Google's Gemini AI models struggling to analyze large datasets
What's the story
Two recent studies have raised questions about the efficacy of Google's flagship generative AI models, Gemini 1.5 Pro and 1.5 Flash, in processing and analyzing large amounts of data.
Researches indicate that these models may not be as proficient at summarizing lengthy documents or searching across film footage.
"While models like Gemini 1.5 Pro can technically process long contexts, we have seen many cases indicating that the models don't actually 'understand' the content," stated Marzena Karpinska, co-author of one study.
Research findings
Studies highlight Gemini AI models' inefficiency
The studies tested the ability of Google's Gemini models to analyze large datasets.
The results showed that Gemini 1.5 Pro and 1.5 Flash struggled to answer questions about these datasets correctly, providing accurate responses only 40% to 50% of the time.
Karpinska noted that despite their capacity to process up to two million tokens as context—equivalent to 1.4 million words, two hours of video, or 22 hours of audio—the models had difficulty understanding and reasoning over large amounts of data.
Task analysis
Performance in specific tasks
In one study, the models were tested on their ability to evaluate true/false statements about recent English fiction books.
The results revealed that Gemini 1.5 Pro answered correctly only 46.7% of the time, while Flash had an even lower accuracy rate of 20%.
Another study focused on Flash's ability to transcribe handwritten digits from a "slideshow" of 25 images, with the model achieving around 50% accuracy, which dropped to approximately 30% when dealing with eight digits.
Future directions
Calls for better benchmarks in AI
The studies, which have not yet been peer-reviewed, suggest that Google may have overstated the capabilities of its Gemini models.
Michael Saxon, another co-author emphasized the need for better benchmarks and greater emphasis on third-party critique, to counter hyped-up claims around generative AI.
"There's nothing wrong with the simple claim, 'Our model can take X number of tokens' based on the objective technical details. But the question is, what useful thing can you do with it?" he stated.
Company response
Google yet to respond to research findings
As of now, Google has not issued a response to the findings of these studies questioning the proficiency of its Gemini AI models.

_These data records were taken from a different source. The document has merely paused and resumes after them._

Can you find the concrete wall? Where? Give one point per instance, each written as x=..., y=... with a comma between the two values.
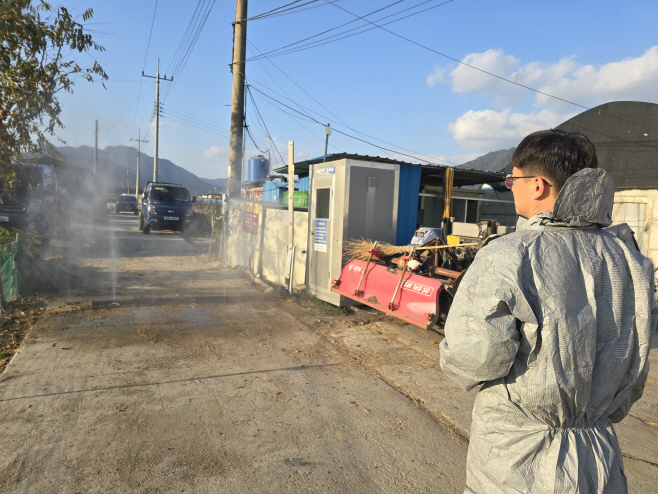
x=274, y=249
x=257, y=239
x=636, y=207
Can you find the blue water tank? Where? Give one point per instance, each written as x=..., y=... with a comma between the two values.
x=258, y=168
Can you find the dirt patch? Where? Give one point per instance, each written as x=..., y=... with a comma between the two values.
x=15, y=321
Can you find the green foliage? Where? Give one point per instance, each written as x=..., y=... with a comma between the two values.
x=27, y=240
x=214, y=214
x=37, y=42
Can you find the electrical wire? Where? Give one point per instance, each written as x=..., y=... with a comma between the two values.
x=351, y=136
x=277, y=10
x=339, y=36
x=194, y=118
x=361, y=134
x=148, y=45
x=332, y=29
x=462, y=62
x=253, y=102
x=188, y=42
x=139, y=91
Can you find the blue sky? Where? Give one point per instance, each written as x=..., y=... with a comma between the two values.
x=373, y=85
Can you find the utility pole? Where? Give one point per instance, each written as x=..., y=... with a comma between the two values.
x=95, y=146
x=326, y=142
x=237, y=103
x=157, y=115
x=139, y=141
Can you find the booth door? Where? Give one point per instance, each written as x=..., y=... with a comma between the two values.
x=322, y=218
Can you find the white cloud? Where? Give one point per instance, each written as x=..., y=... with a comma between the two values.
x=489, y=130
x=213, y=152
x=589, y=85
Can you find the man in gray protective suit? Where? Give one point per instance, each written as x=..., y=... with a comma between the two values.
x=555, y=321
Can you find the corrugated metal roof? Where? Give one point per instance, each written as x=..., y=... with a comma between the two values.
x=430, y=173
x=625, y=136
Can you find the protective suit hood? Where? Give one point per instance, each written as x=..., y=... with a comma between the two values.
x=555, y=322
x=585, y=201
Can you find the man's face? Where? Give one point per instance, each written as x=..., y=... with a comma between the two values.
x=522, y=190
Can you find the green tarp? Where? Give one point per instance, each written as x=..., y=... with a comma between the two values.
x=24, y=275
x=10, y=257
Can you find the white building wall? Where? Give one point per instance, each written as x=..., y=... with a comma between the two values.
x=636, y=207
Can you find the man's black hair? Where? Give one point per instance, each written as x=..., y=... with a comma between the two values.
x=555, y=154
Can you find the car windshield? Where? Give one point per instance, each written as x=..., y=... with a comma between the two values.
x=22, y=178
x=171, y=194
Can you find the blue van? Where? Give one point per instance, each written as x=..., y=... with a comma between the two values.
x=165, y=206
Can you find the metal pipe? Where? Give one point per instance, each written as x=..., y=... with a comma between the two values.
x=358, y=291
x=391, y=304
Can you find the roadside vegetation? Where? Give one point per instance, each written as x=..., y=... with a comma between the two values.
x=16, y=318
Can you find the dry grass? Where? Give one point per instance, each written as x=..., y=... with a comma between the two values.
x=358, y=249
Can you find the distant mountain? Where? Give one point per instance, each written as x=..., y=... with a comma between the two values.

The research suggests that despite their impressive capacity for processing large amounts of data, the models may struggle with understanding and reasoning over it.
This raises questions about the validity of Google's claims regarding the capabilities of Gemini 1.5 Pro and 1.5 Flash, particularly in tasks involving large datasets or complex reasoning.
Transparency needed
Researchers urge transparency in AI development
Karpinska stressed the need for more transparency from companies in sharing details about AI models' processing capabilities.
"We haven't settled on a way to really show that 'reasoning' or 'understanding' over long documents is taking place... Without the knowledge of how long context processing is implemented ... it is hard to say how realistic these claims are," she said.
The call for openness adds another layer to the ongoing discussion about the efficacy and reliability of Google's generative AI models.